I'm fitting a train_generator and by means of a custom callback I want to compute custom metrics on my validation_generator.
How can I access params validation_steps
and validation_data
within a custom callback?
It’s not in self.params
, can’t find it in self.model
either. Here's what I'd like to do. Any different approach'd be welcomed.
model.fit_generator(generator=train_generator,
steps_per_epoch=steps_per_epoch,
epochs=epochs,
validation_data=validation_generator,
validation_steps=validation_steps,
callbacks=[CustomMetrics()])
class CustomMetrics(keras.callbacks.Callback):
def on_epoch_end(self, batch, logs={}):
for i in validation_steps:
# features, labels = next(validation_data)
# compute custom metric: f(features, labels)
return
keras: 2.1.1
Update
I managed to pass my validation data to a custom callback's constructor. However, this results in an annoying "The kernel appears to have died. It will restart automatically." message. I doubt if this is the right way to do it. Any suggestion?
class CustomMetrics(keras.callbacks.Callback):
def __init__(self, validation_generator, validation_steps):
self.validation_generator = validation_generator
self.validation_steps = validation_steps
def on_epoch_end(self, batch, logs={}):
self.scores = {
'recall_score': [],
'precision_score': [],
'f1_score': []
}
for batch_index in range(self.validation_steps):
features, y_true = next(self.validation_generator)

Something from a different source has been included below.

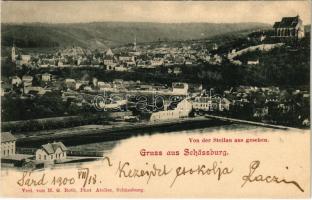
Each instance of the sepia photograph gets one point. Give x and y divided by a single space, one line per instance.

y_pred = np.asarray(self.model.predict(features))
y_pred = y_pred.round().astype(int)
self.scores['recall_score'].append(recall_score(y_true[:,0], y_pred[:,0]))
self.scores['precision_score'].append(precision_score(y_true[:,0], y_pred[:,0]))
self.scores['f1_score'].append(f1_score(y_true[:,0], y_pred[:,0]))
return
metrics = CustomMetrics(validation_generator, validation_steps)
model.fit_generator(generator=train_generator,
steps_per_epoch=steps_per_epoch,
epochs=epochs,
validation_data=validation_generator,
validation_steps=validation_steps,
shuffle=True,
callbacks=[metrics],
verbose=1)
You can iterate directly over self.validation_data to aggregate all the validation data at the end of each epoch. If you want to calculate precision, recall and F1 across the complete validation dataset:
# Validation metrics callback: validation precision, recall and F1
# Some of the code was adapted from https://medium.com/@thongonary/how-to-compute-f1-score-for-each-epoch-in-keras-a1acd17715a2
class Metrics(callbacks.Callback):
def on_train_begin(self, logs={}):
self.val_f1s = []
self.val_recalls = []
self.val_precisions = []
def on_epoch_end(self, epoch, logs):
# 5.4.1 For each validation batch
for batch_index in range(0, len(self.validation_data)):
# 5.4.1.1 Get the batch target values
temp_targ = self.validation_data[batch_index][1]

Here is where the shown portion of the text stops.